M. Jean-François Husson. - C'est faux. (M. Laurent Somon renchérit.)
M. Patrick Kanner. - Monsieur le Premier ministre, vous vous êtes engagé à revenir sur la réforme des retraites. Ce serait réparer une injustice sociale, celle d'un départ à la retraite à 64 ans.
M. Bruno Sido. - C'est suffisant.
M. Patrick Kanner. - C'est un impôt sur la vie des Français qui subissent des métiers pénibles, des carrières longues ou hachées.
Ce serait aussi réparer une anomalie démocratique. (M. Jean-Baptiste Lemoyne le conteste.) Nous avons tous en mémoire la brutalité avec laquelle cette réforme a été imposée, malgré l'opposition des Français. Suspendre cette réforme est salutaire.
Mme Jacqueline Eustache-Brinio. - C'est irresponsable !
M. Patrick Kanner. - Oui, il faut replacer les partenaires sociaux au centre des discussions et leur donner la possibilité de trouver un accord qui sauvegarde notre système par répartition.
Si les partenaires sociaux ne parvenaient pas à un accord dans les délais fixés, par le veto de fait du Medef, il serait intolérable de revenir à la loi de 2023. (Applaudissements sur les travées du groupe SER et du GEST)
Le Parlement devra impérativement avoir le dernier mot.
M. Roger Karoutchi. - On l'a déjà eu !
M. Patrick Kanner. - Notamment sur l'âge de départ à la retraite et la durée de cotisation.
M. Bruno Sido. - Démago !
M. Patrick Kanner. - Nous voulons vous entendre sur ces points. Le compte n'y est pas.
Nous n'acceptons pas la provocation qui consiste à parler d'un déficit de 40 à 45 milliards d'euros par an. C'est une manipulation que d'annoncer un déficit exagéré pour mettre les partenaires sociaux face à un défi impossible à relever. (Applaudissements sur les travées du groupe SER)
C'est une manoeuvre issue de vos travaux au Plan, refusée à deux reprises par le COR. (Applaudissements sur les travées du groupe SER et du GEST et sur quelques travées du groupe CRCE-K) Revenez sur votre affirmation et présentez la vérité aux Français.
Que proposez-vous concrètement en faveur du pouvoir d'achat ? Il est nécessaire de revaloriser les salaires en partant du Smic, et d'assurer aux agriculteurs, acteurs essentiels, des revenus décents. Nous nous battrons pour la revalorisation du point d'indice des fonctionnaires. Abandonnez-vous le passage à trois jours de carence des fonctionnaires en cas d'arrêt maladie ? (Quelques protestations sur les travées du groupe Les Républicains)

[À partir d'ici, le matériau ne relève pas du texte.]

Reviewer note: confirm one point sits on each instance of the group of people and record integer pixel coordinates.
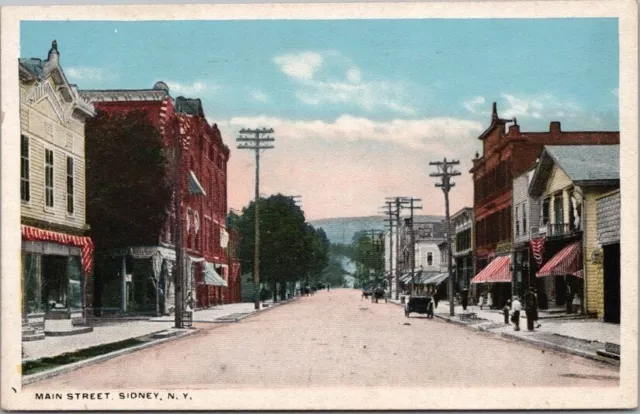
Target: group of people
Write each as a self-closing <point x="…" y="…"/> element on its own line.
<point x="530" y="309"/>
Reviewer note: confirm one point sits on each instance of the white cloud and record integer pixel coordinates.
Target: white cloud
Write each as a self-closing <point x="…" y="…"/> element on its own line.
<point x="330" y="78"/>
<point x="300" y="66"/>
<point x="259" y="96"/>
<point x="440" y="135"/>
<point x="475" y="105"/>
<point x="85" y="73"/>
<point x="177" y="88"/>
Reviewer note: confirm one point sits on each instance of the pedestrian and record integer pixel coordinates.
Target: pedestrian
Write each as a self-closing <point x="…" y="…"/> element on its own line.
<point x="465" y="299"/>
<point x="530" y="308"/>
<point x="516" y="307"/>
<point x="506" y="310"/>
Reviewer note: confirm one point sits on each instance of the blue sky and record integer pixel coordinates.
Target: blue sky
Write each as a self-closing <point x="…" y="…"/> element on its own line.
<point x="359" y="106"/>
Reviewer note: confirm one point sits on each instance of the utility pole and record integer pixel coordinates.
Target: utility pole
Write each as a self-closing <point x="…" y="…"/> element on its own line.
<point x="445" y="172"/>
<point x="412" y="235"/>
<point x="181" y="142"/>
<point x="390" y="224"/>
<point x="256" y="143"/>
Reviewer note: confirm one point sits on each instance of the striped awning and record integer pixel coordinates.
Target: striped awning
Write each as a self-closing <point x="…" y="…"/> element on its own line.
<point x="436" y="279"/>
<point x="498" y="271"/>
<point x="565" y="262"/>
<point x="211" y="277"/>
<point x="85" y="243"/>
<point x="194" y="185"/>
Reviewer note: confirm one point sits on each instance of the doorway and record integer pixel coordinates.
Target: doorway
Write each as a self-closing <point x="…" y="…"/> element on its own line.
<point x="611" y="268"/>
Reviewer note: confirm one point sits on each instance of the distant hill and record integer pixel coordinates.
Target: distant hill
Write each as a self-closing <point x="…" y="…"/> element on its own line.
<point x="342" y="229"/>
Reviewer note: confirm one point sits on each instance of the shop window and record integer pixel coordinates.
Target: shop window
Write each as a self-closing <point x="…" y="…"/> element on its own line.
<point x="70" y="185"/>
<point x="48" y="177"/>
<point x="25" y="191"/>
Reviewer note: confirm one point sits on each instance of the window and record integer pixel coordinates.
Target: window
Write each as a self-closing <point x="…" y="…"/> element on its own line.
<point x="48" y="177"/>
<point x="545" y="211"/>
<point x="25" y="192"/>
<point x="70" y="185"/>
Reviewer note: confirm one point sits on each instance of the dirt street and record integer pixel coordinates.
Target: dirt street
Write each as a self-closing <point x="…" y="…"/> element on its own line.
<point x="333" y="339"/>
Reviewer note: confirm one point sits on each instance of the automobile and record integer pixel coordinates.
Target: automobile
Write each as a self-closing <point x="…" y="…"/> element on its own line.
<point x="419" y="304"/>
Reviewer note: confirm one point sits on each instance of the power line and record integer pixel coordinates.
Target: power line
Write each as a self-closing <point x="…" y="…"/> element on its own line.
<point x="445" y="172"/>
<point x="257" y="144"/>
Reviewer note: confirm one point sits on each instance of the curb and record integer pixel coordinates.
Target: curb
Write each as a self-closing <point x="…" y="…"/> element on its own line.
<point x="561" y="348"/>
<point x="30" y="379"/>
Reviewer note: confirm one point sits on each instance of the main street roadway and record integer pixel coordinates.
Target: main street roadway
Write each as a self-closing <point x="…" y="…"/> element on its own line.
<point x="337" y="339"/>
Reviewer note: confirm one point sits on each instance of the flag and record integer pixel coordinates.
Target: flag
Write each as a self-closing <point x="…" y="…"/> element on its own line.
<point x="537" y="248"/>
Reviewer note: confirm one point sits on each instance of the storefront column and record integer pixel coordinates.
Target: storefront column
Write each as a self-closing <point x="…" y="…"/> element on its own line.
<point x="123" y="301"/>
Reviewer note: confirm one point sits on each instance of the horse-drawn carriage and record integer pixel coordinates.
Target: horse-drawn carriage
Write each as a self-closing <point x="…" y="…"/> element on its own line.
<point x="419" y="304"/>
<point x="378" y="294"/>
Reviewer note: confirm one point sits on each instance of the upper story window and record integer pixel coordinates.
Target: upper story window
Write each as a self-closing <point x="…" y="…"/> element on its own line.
<point x="48" y="177"/>
<point x="70" y="185"/>
<point x="25" y="190"/>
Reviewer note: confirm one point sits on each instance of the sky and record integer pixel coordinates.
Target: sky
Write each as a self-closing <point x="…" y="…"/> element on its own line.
<point x="359" y="107"/>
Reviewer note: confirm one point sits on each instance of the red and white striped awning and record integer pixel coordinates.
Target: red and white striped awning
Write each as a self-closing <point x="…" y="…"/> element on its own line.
<point x="497" y="271"/>
<point x="565" y="262"/>
<point x="85" y="243"/>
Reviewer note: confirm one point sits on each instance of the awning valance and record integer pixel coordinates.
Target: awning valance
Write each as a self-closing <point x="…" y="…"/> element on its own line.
<point x="565" y="262"/>
<point x="436" y="279"/>
<point x="194" y="185"/>
<point x="85" y="243"/>
<point x="211" y="277"/>
<point x="498" y="271"/>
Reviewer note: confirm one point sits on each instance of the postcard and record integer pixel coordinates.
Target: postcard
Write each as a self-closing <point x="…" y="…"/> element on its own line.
<point x="348" y="206"/>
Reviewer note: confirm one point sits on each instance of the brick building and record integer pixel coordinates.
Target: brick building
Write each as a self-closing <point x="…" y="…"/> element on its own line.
<point x="57" y="253"/>
<point x="145" y="273"/>
<point x="507" y="154"/>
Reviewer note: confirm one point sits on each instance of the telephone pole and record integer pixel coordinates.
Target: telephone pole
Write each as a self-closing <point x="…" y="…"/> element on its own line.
<point x="255" y="139"/>
<point x="390" y="224"/>
<point x="445" y="172"/>
<point x="411" y="206"/>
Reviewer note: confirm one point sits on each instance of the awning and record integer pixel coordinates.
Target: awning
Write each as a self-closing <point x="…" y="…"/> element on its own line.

Nous avons obtenu la marche arrière sur le déremboursement des consultations et des médicaments, et une légère augmentation de l'objectif national des dépenses d'assurance maladie (Ondam), mais cela suffira-t-il à sauver l'hôpital ? Quelles ouvertures de postes et de lits ?
L'école de la République doit accueillir tous les élèves. Revenez sur la suppression de 4 000 postes de professeurs ; diminuez le nombre d'élèves par classe ; améliorez l'accueil des élèves en situation de handicap. (Murmures à droite) Vos déclarations manquent de clarté. À question simple, réponse simple : annulez-vous la suppression des 4 000 postes ? (Applaudissements sur les travées du groupe SER)
Les collectivités territoriales ont été malmenées par les gouvernements successifs d'Emmanuel Macron, qui les ont privées de recettes propres, fragilisant le lien démocratique.
M. Jean-François Husson. - François Hollande n'a rien fait ?
M. Max Brisson. - La loi NOTRe...
M. Patrick Kanner. - La seule compensation de la suppression de la taxe d'habitation a privé l'État de 23 milliards d'euros de moyens par an. Il est temps de redonner des moyens d'action budgétaire.
Vous avez indiqué limiter les coupes budgétaires à leur encontre, mais elles sont encore trop élevées. Nous serons encore combatifs.
M. Jean-François Husson. - Vous auriez dû voter avec nous.
M. Patrick Kanner. - Il faut placer l'outre-mer au rang des priorités avec un plan de rattrapage.
M. Bruno Sido. - Avec quel argent ?
M. Patrick Kanner. - Il faut lutter contre la vie chère et reprendre le chemin de l'égalité réelle.
Pour sortir Mayotte du chaos, il faudra plus qu'un plan de reconstruction sur deux ans.
En Nouvelle-Calédonie, le dégel du corps électoral a entraîné des pertes humaines et matérielles considérables. Nous avons proposé des solutions juridiques pour un plus grand dialogue.
Depuis huit ans, Emmanuel Macron n'a eu de cesse de désarmer l'État, en le privant de 50 milliards d'euros d'impôts par an.
M. Vincent Louault. - Il les a rendus en prestations !
M. Patrick Kanner. - Il a préservé les plus riches, aggravé les inégalités sociales. Réduire les dépenses publiques, c'est fragiliser les plus modestes.
Votre discours n'a pas donné de vision claire de l'équilibre général du budget. Nous sommes inquiets de découvrir vos sources d'économies.
La politique de l'offre mène non au ruissellement mais à l'assèchement des emplois. Elle n'empêche pas 300 plans sociaux en 2025 et la suppression de plus de 180 000 emplois.
En parallèle, les entreprises du CAC40, battant un nouveau record obscène, vont verser 100 milliards d'euros de dividendes et de rachats d'actions. (M. Didier Mandelli proteste.) Une réponse qui se limite à une imposition des plus hauts patrimoines n'est pas à la hauteur des enjeux.
Vous parlez d'une politique de logement repensée sans évoquer la captation du foncier ni les moyens des organismes de logement social.
Il faut agir sur les causes du réchauffement climatique et non uniquement sur ses effets. Reprendre la planification écologique est le préalable à une politique qui n'a d'autre choix que l'ambition. Agissons avec fermeté et cohérence pour un avenir plus respectueux de notre planète.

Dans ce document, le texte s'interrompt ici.